When the Cedric was opposite the Statue of Liberty ‘Abdu’l-Bahá extended his arms in a salute and referred to his own long exile in Syria. Then, he talked of world-wide peace, which he termed the greatest of all causes. The diversity of faiths and the lack of universal auxiliary languages he mentioned as the obstacles that are to be surmounted in the attainment of the peace program.
Here a reporter interrupted to ask what “Bahá’í” means.
“It means,” answered ‘Abdu’l-Bahá,” to love all the world, to love humanity, to serve it, to work for universal peace and universal brotherhood.”
The skyline of New York greatly interested ‘Abdu’l-Bahá. He called the big skyscrapers “the minarets of Western world’s commerce and industry.”
On the pier a thousand people, most of them followers of ‘Abdu’l-Bahá, were there to greet him and the welcome pleased him immensely.

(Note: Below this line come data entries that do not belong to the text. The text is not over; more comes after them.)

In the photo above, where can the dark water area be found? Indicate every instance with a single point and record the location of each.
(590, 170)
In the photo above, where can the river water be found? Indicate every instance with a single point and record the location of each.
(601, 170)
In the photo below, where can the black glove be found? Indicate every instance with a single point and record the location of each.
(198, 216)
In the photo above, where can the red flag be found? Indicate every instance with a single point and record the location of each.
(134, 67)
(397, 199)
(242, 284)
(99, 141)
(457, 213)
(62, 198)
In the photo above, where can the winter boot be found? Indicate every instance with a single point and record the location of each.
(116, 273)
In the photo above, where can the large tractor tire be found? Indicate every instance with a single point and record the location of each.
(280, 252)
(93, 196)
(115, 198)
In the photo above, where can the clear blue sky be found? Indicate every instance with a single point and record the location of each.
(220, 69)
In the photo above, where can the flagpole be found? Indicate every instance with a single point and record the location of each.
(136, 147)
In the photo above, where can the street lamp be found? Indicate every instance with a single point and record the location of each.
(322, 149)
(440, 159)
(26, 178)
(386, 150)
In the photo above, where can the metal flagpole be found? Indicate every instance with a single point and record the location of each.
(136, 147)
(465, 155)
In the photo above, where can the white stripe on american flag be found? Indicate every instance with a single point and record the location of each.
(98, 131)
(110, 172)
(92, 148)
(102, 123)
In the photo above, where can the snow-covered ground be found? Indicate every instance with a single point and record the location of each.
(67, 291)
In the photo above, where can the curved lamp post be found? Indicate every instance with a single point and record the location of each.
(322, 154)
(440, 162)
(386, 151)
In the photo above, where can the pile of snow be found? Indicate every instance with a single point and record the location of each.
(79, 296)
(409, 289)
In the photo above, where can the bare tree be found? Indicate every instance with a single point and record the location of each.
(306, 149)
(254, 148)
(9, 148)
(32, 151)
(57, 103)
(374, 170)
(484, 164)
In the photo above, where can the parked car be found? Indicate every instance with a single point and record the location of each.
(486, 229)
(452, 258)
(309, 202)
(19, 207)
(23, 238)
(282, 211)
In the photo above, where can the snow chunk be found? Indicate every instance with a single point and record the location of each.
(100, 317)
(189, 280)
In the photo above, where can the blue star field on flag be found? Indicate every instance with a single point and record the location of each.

Fellow-passengers of ‘Abdu’l-Bahá were Senator Pasquale Fiore of the Italian Senate in Rome, Mr. and Mrs. B.C. Barber, the Rev. Dr. and Mrs. Francis E. Clark, Tomaso D’Armato, Chancellor of of Italian Embassy in Washington; Dr. J.M. Knott, Dr. and Mrs. Stanley Millar, who have been on a tour of the Nile country; Mr. and Mrs. John Paret, and Mr. and Mrs. C.B. Tyler.